About Me
After a 20 year job in rural Alaska, I retired penniless and stopped cutting my hair on July 1, 2004. I became involved with researching my own thesis that bacteria and other pathogens can trigger immune dysfunction in susceptible people. Lyme disease and it coinfection can coat themselves in our own celular material (bio-film) but not perfectly. When Borellia burgdorferi spirochetes strip away myelin cells, they leave scars on our nerves. With the correct set of mutated genes, our immune systems will recognize that the bio-film around the spirochetes is not perfectly structured but is recogizes it as foregin cells even with our own self presenting antigens on its service. The structure is foreign, but made of our own myelin. If your immune system begins prodicing T-cells that attack myelin tissue, you will have many scars (sclera) on your nerves; thus the name Multiple Sclerosis.
I will advance this connection, or if I am unable to move that mountain, I will work on making connections between pharmaceutical corporations to collaborate and share profits which will save hundreds of thousands of people. Collaboration saves lives by putting more great research and reasearches on the same page for the correct purpose. Competition and proprietary rushes to patent and market retards the momentum of research and at the same time causes premature rush for approval by the FDA.

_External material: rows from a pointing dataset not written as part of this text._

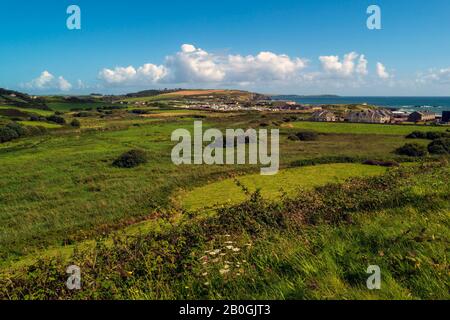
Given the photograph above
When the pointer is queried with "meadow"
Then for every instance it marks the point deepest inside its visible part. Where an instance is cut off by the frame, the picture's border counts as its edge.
(60, 191)
(363, 128)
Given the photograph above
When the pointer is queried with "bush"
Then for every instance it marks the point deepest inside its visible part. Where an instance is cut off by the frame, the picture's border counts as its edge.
(75, 123)
(17, 128)
(307, 136)
(417, 135)
(7, 134)
(440, 146)
(434, 135)
(427, 135)
(381, 163)
(35, 131)
(131, 159)
(56, 119)
(412, 150)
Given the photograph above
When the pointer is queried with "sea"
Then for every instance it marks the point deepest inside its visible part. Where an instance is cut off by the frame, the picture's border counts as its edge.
(432, 104)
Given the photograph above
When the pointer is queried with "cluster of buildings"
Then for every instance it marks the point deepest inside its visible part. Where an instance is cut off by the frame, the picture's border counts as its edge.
(380, 116)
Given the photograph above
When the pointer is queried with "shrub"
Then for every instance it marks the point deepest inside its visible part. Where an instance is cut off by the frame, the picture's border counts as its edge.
(381, 163)
(35, 131)
(83, 114)
(75, 123)
(431, 135)
(307, 135)
(440, 146)
(139, 111)
(131, 159)
(293, 137)
(17, 128)
(56, 119)
(412, 150)
(417, 135)
(7, 134)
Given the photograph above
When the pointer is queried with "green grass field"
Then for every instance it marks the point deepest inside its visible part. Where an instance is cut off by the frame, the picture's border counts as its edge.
(289, 181)
(363, 128)
(41, 124)
(40, 112)
(60, 191)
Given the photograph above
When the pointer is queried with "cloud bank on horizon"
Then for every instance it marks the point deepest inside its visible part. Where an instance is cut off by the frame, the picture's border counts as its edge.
(195, 67)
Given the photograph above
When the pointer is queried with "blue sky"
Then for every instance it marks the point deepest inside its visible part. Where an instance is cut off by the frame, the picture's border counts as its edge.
(308, 47)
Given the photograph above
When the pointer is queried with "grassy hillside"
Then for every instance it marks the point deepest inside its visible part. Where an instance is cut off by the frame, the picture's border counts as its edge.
(287, 182)
(61, 187)
(363, 128)
(316, 245)
(60, 194)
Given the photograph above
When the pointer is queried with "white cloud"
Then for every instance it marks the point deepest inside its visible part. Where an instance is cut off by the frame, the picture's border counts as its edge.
(265, 66)
(195, 65)
(146, 74)
(46, 80)
(345, 68)
(362, 66)
(436, 76)
(382, 73)
(63, 84)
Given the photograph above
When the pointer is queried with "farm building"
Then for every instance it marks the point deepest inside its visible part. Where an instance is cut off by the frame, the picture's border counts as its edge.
(421, 116)
(446, 116)
(324, 116)
(370, 116)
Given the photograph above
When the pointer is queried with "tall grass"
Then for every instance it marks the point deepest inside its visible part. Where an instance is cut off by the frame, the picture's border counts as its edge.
(315, 246)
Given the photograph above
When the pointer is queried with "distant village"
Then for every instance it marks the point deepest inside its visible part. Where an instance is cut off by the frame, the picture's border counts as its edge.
(322, 113)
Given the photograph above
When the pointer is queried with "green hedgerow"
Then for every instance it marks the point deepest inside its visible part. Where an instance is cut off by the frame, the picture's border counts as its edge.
(131, 159)
(7, 134)
(439, 146)
(412, 150)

If I can make a dent in any fashion, it will be in the name of my dying wife who was diagnosed with MS, and later with Lyme disease via new procedures not yet approved or even acknowleged by the AMA, or CDC. My wife is a wildlife biologist who was taken out of active life while she was young. She is now only 46 and can only slightly move her head and blink to communicate. She was diagnosed at the age of 23, and in a wheelchair at 24. The course of her disease has been an aggressive chronic progressive degradation. She still has all of her mental abilities and is as sharp as a tack trapped within that body. But with friends visiting her at the nursing home, she still believes that life is a precious thing and well worth clinging to.